Spain still dreams of mega-casino despite U.S. probes

MADRID, Aug 21 (Reuters) - U.S investigations have not dampened enthusiasm for Las Vegas Sands Corp in Madrid and Barcelona, as the cities vie to host a gambling complex the casino firm claims will trigger a jobs bonanza in a country where one in four is out of work.

Regulators in the state of Nevada are investigating if Las Vegas Sands broke bribery laws in China, two sources said earlier this month. That follows two existing probes by the U.S. Department of Justice and the Securities and Exchange Commission.

Authorities in Spain’s two biggest cities are taking a hands-off view of the probes, mindful of the boost that the Eurovegas casino project and its estimated 15 billon euros of investments would bring to an ailing economy whose Achilles’ heel is Europe’s highest unemployment rate.

Madrid Mayor Ana Botella, a staunch Eurovegas supporter, recently told reporters: “This issue doesn’t affect us because really we don’t know anything about these investigations.”

“We don’t assess private companies abroad,” a spokesman for the Treasury of the Community of Madrid, the region that includes the capital, told Reuters.
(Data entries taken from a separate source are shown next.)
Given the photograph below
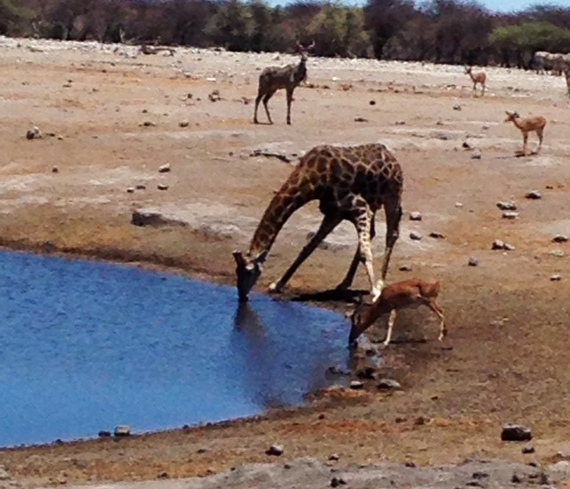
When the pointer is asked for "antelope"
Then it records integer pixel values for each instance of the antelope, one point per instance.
(275, 78)
(477, 78)
(530, 124)
(401, 295)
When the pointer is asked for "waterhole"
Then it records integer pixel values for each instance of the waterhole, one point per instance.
(86, 346)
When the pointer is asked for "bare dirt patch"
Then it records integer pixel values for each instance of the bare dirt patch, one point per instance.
(119, 120)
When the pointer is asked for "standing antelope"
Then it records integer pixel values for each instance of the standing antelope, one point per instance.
(477, 78)
(276, 78)
(530, 124)
(409, 293)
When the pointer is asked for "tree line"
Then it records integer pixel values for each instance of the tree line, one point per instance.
(440, 31)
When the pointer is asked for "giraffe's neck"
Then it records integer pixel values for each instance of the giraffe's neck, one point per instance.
(294, 194)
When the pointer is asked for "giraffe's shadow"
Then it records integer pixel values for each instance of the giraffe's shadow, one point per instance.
(348, 296)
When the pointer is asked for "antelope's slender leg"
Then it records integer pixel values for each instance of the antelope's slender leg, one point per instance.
(391, 321)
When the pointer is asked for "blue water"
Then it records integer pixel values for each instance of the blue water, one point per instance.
(86, 346)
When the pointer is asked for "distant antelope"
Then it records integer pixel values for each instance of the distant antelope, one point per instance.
(276, 78)
(530, 124)
(401, 295)
(477, 78)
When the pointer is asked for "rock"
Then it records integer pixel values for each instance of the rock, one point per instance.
(515, 432)
(498, 245)
(533, 195)
(337, 481)
(356, 384)
(153, 218)
(473, 262)
(215, 96)
(33, 133)
(122, 430)
(275, 450)
(388, 384)
(507, 206)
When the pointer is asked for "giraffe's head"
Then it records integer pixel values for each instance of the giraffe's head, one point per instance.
(248, 270)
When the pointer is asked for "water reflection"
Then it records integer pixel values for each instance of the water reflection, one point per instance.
(87, 346)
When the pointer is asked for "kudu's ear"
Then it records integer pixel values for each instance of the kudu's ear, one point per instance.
(238, 257)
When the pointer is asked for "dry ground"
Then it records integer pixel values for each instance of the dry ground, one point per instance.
(505, 358)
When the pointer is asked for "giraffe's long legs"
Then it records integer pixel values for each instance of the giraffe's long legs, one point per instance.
(349, 278)
(327, 225)
(393, 211)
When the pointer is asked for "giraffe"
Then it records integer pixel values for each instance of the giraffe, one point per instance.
(351, 183)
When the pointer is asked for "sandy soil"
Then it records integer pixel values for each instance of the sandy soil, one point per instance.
(115, 118)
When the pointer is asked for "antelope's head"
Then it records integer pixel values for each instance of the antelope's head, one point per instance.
(248, 270)
(511, 116)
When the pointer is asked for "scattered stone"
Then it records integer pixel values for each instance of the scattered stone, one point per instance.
(534, 195)
(275, 450)
(337, 481)
(215, 96)
(510, 215)
(271, 154)
(388, 384)
(153, 218)
(515, 432)
(516, 479)
(33, 133)
(122, 430)
(356, 384)
(507, 206)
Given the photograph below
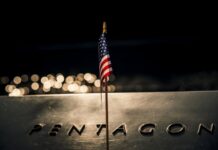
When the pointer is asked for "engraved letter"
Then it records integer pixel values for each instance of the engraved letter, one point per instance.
(176, 129)
(147, 129)
(120, 129)
(54, 131)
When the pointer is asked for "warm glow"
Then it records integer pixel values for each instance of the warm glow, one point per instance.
(35, 77)
(60, 78)
(24, 78)
(50, 77)
(84, 89)
(73, 87)
(47, 85)
(58, 85)
(97, 83)
(15, 92)
(17, 80)
(10, 88)
(46, 90)
(65, 87)
(44, 79)
(80, 77)
(90, 78)
(35, 86)
(69, 79)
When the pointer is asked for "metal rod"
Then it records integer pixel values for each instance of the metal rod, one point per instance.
(106, 115)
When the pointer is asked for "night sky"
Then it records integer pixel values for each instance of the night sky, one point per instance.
(162, 44)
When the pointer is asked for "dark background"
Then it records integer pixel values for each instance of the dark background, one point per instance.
(170, 47)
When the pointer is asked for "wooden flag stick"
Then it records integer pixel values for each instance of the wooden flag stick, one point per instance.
(106, 114)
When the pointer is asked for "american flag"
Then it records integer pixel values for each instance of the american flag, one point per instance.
(105, 68)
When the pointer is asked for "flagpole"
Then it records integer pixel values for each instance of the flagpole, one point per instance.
(106, 100)
(106, 113)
The government of Catalonia, the coastal region that is home to Spain’s second city, declined to comment on the probes. A spokeswoman said the project continued on track in the run-up to the firm’s decision, due in September.

Madrid and Barcelona have been on months-long charm offensives since Las Vegas Sands Chairman Sheldon Adelson proposed building the 12-hotel, six-casino complex in one of the cities, investing $18.5 billion. He visited potential sites early in 2012.

Adelson, whose company draws most of its revenue from Macau, the gambling capital of the world and the only area of China where casinos are legal, has become an increasingly prominent political figure in the U.S. over the past year as a large financial supporter of Republican presidential candidates.


For Spain’s politicians, poor economic health makes Adelson’s proposal difficult to resist.

The country has already accepted a 100 billion euro bailout for its stricken financial sector and Prime Minister Mariano Rajoy has indicated Spain could ask for more European Union aid as borrowing costs stay punishingly high and the economy shrinks.

Tourism is a sector Spain already excels in - it accounts for around 10 percent of the country’s economic output and is one of the only drivers of growth.

Eurovegas would tap into that, and Las Vegas Sands claims the project would eventually create a quarter of a million jobs in Spain.

But community and environmental groups are opposed. Activists have cited fears it would encourage corruption and illegal activities, and questioned how beneficial it would really be in swelling state coffers and providing jobs.

Last week a small leftist party in Catalonia, ICV-EUiA, called for Adelson to appear before the Catalonian legislature to answer questions about the investigations. But without support from other parties, which has not emerged, the petition is unlikely to go anywhere.

The government in Madrid has considered special tax laws and relaxing an indoor smoking ban to lure Adelson’s investment, according to local media reports.